7. The Type of Ground Truth Used
- ECG Recognition Algorithm: The ground truth for classifying "actual cardiac signals" (ECGs) as shockable or non-shockable would be expert consensus by cardiologists/electrophysiologists based on established criteria for arrhythmias like Ventricular Fibrillation (VF) or Pulseless Ventricular Tachycardia (pVT).
- Defibrillation Waveform Clinical Trial: The ground truth for effectiveness and safety in the "extensive clinical trial" would be clinical outcomes data, such as successful termination of arrhythmia, return of spontaneous circulation (ROSC), and documented adverse events.

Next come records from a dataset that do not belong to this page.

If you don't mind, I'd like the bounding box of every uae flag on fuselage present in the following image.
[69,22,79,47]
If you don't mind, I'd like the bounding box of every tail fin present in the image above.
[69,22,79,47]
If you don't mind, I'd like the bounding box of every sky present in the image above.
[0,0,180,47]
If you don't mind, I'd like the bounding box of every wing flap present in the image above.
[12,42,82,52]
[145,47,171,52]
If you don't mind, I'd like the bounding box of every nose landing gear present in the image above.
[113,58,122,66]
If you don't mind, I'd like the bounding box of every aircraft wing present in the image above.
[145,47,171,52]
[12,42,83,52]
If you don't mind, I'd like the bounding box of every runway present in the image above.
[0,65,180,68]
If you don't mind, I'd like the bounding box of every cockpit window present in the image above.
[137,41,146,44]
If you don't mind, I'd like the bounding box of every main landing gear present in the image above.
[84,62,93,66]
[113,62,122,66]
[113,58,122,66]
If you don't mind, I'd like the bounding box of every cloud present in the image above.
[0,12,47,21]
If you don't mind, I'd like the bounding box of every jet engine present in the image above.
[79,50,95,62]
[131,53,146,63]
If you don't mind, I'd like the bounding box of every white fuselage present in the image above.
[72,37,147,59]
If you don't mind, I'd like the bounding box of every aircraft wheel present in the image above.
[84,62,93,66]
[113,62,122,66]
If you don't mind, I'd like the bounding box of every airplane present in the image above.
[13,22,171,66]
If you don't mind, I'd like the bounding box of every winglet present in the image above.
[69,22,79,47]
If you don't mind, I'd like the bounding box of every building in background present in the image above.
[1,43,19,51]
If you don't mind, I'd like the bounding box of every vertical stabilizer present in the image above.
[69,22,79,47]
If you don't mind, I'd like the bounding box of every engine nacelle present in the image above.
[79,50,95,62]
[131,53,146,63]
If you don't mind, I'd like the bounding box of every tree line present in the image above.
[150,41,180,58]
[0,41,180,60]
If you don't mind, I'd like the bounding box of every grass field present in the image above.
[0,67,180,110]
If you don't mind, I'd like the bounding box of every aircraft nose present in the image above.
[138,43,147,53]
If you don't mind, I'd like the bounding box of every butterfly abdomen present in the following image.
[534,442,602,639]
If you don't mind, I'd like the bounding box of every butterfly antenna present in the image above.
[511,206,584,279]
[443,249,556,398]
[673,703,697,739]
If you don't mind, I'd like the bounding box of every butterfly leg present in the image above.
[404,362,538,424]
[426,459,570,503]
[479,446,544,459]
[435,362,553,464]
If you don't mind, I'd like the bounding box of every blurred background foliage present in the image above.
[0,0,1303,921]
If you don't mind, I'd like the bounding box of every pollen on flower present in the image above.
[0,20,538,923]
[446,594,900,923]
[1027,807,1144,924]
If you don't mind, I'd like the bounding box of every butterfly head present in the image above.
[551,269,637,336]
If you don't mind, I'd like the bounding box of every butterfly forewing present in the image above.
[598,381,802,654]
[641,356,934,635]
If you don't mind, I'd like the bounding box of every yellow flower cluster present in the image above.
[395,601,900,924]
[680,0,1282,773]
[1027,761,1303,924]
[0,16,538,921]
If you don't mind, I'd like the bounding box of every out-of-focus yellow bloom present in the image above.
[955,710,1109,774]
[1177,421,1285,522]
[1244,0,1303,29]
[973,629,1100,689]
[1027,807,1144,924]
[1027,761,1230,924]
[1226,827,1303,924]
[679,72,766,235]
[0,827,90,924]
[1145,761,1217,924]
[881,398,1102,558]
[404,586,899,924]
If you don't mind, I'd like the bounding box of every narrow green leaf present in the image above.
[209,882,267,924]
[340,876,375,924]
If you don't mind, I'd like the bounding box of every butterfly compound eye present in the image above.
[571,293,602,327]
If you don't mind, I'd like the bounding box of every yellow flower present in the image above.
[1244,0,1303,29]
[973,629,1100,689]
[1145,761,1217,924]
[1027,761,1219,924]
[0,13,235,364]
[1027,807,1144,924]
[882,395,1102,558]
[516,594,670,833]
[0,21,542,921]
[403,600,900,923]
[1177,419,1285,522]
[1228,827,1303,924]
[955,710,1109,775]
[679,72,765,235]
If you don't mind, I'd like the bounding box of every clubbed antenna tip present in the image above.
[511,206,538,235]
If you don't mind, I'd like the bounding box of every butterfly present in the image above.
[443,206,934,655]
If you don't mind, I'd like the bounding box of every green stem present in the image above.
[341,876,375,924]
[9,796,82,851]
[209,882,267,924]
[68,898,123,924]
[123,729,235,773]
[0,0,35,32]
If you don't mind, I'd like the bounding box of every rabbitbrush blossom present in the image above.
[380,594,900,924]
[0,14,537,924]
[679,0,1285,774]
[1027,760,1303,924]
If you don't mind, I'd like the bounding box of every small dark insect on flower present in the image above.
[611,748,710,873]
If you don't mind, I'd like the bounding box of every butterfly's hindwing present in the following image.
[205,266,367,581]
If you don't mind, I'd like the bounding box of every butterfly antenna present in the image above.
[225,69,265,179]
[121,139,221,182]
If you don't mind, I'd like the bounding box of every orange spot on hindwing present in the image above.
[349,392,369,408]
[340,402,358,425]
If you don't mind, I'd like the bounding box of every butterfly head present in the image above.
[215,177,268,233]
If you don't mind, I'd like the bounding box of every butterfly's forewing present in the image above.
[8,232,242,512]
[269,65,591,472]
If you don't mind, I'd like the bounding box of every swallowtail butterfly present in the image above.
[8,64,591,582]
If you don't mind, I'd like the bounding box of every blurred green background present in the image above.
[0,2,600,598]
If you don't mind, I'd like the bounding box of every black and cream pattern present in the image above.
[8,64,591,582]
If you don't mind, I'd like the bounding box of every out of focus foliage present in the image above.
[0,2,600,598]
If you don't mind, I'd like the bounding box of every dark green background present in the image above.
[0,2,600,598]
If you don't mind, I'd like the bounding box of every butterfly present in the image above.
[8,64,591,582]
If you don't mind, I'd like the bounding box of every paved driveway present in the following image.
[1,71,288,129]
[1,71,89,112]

8. The Sample Size for the Training Set
- Not stated. The document mentions the evaluation of the algorithm and a clinical trial, but no details are provided about the training data used to develop the ECG recognition algorithm.
9. How the Ground Truth for the Training Set Was Established
- Not stated. Assuming a supervised learning approach for the ECG algorithm (which is typical for such devices), the ground truth for the training set would have been established by expert cardiologists or electrophysiologists annotating a large dataset of ECG recordings, similar to how the ground truth for an independent test set would be established.
§ 870.5310 Automated external defibrillator system.
(a)
Identification. An automated external defibrillator (AED) system consists of an AED and those accessories necessary for the AED to detect and interpret an electrocardiogram and deliver an electrical shock (e.g., battery, pad electrode, adapter, and hardware key for pediatric use). An AED system analyzes the patient's electrocardiogram, interprets the cardiac rhythm, and automatically delivers an electrical shock (fully automated AED), or advises the user to deliver the shock (semi-automated or shock advisory AED) to treat ventricular fibrillation or pulseless ventricular tachycardia.(b)
Classification. Class III (premarket approval)(c)
Date PMA or notice of completion of PDP is required. A PMA will be required to be submitted to the Food and Drug Administration by April 29, 2015, for any AED that was in commercial distribution before May 28, 1976, or that has, by April 29, 2015, been found to be substantially equivalent to any AED that was in commercial distribution before May 28, 1976. A PMA will be required to be submitted to the Food and Drug Administration by April 29, 2015, for any AED accessory described in paragraph (a) that was in commercial distribution before May 28, 1976, or that has, by April 29, 2015, been found to be substantially equivalent to any AED accessory described in paragraph (a) that was in commercial distribution before May 28, 1976. Any other AED and AED accessory described in paragraph (a), shall have an approved PMA or declared completed PDP in effect before being placed in commercial distribution.